I stood at the front of the room ready to start my speech. Then I paused. “No. No!”, I thought! “Excuse me, may I have just a minute”, I asked the judges. “I’ll be right back”, I said, rushing from the room without waiting for an answer. I went out in the hall and found her. I grabbed her hand. “Come on”, I said. “Come now. I’m ready to start.” “I don’t want to make you nervous”, she said. “No. It’s OK. I want you to be there.” We hurried back into the room; I walked to the front, took a deep breathe, and started.

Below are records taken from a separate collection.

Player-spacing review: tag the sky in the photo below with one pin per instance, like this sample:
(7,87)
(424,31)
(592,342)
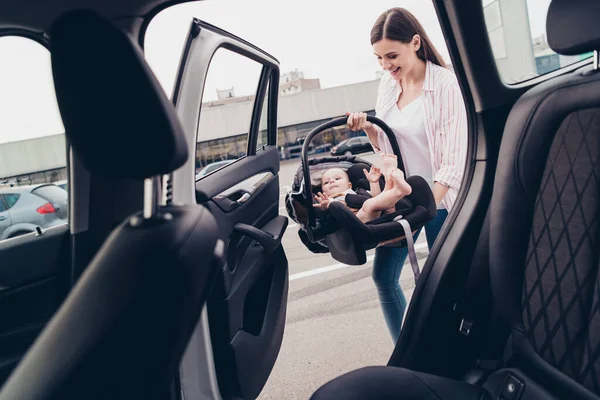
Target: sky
(325,39)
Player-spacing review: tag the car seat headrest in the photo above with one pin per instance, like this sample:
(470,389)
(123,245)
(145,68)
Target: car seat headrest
(572,26)
(115,113)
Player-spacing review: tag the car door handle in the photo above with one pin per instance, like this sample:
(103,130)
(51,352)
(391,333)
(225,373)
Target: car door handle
(244,198)
(269,237)
(266,240)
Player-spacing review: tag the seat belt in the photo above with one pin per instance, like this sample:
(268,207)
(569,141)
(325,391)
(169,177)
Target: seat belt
(476,299)
(475,307)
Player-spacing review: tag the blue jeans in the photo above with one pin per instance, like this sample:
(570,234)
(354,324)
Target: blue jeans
(387,267)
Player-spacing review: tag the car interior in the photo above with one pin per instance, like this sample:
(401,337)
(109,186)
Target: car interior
(164,287)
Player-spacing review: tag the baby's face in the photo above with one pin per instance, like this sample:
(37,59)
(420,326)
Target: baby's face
(335,181)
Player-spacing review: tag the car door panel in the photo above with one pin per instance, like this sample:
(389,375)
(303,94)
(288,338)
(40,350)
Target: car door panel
(33,283)
(248,306)
(245,314)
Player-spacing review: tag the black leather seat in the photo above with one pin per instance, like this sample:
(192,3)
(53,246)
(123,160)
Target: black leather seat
(121,332)
(544,242)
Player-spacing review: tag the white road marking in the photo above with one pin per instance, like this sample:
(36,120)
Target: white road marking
(333,267)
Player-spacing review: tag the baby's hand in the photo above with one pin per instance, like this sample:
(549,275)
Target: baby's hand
(373,175)
(323,201)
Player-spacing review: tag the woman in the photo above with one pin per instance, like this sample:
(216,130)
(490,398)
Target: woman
(420,100)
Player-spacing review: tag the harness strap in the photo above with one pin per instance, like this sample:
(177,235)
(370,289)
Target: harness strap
(412,255)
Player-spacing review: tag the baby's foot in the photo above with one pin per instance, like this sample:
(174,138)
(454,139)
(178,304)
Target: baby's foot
(400,183)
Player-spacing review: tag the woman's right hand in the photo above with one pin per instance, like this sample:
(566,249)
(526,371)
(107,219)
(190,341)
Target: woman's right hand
(358,121)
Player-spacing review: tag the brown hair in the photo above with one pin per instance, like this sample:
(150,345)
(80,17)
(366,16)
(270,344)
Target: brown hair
(399,24)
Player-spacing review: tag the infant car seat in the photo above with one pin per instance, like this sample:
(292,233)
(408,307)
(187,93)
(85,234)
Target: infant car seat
(338,231)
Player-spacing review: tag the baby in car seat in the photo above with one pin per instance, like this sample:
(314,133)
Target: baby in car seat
(335,185)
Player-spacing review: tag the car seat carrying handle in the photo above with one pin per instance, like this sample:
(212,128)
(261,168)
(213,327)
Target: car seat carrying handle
(328,125)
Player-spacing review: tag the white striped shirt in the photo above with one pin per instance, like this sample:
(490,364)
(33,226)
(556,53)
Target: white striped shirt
(445,125)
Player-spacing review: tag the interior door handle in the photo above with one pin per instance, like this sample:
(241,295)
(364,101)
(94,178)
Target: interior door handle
(268,242)
(244,198)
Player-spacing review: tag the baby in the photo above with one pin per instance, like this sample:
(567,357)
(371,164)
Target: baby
(335,185)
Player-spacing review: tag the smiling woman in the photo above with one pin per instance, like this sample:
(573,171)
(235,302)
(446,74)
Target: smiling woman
(419,98)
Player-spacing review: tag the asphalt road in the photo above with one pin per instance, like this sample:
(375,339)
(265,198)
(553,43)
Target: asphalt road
(334,322)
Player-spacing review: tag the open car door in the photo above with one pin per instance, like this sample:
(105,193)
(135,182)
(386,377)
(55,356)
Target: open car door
(239,335)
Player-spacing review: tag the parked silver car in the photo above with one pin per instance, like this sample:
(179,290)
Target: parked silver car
(23,208)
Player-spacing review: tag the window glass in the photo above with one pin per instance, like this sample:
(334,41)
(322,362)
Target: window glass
(517,33)
(262,129)
(229,94)
(32,143)
(52,193)
(11,199)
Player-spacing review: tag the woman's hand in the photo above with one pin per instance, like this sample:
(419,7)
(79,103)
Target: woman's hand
(373,175)
(322,201)
(358,121)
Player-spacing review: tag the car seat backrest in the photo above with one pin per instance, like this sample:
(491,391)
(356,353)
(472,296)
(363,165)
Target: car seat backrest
(545,220)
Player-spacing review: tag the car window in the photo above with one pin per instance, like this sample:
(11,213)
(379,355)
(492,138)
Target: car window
(32,143)
(230,89)
(11,199)
(262,129)
(517,34)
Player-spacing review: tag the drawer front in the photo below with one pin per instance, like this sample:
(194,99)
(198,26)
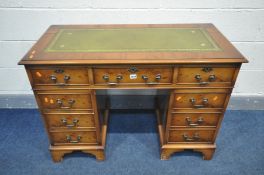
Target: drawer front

I don’t remember the actual question I was supposed to address, but the speech had something to do with Spain. It was my last extemporaneous speech* at my last regular season high school forensics competition, and my mother had driven from Urbana, Ohio to Wright State University in Dayton to surprise me. She wanted to hear me speak.
For four years she had watched me leave on Saturday mornings and some holidays to compete in forensics tournaments around the state and in neighboring states. This was the first time she had come to one of my tournaments. Parents rarely did. No one typically watched these rounds of competition, just the participants and the judges. This was the first opportunity she had to hear me speak. Because it was so unexpected, I was apprehensive at first. I was surprised she was there and honestly thrown a little bit off balance.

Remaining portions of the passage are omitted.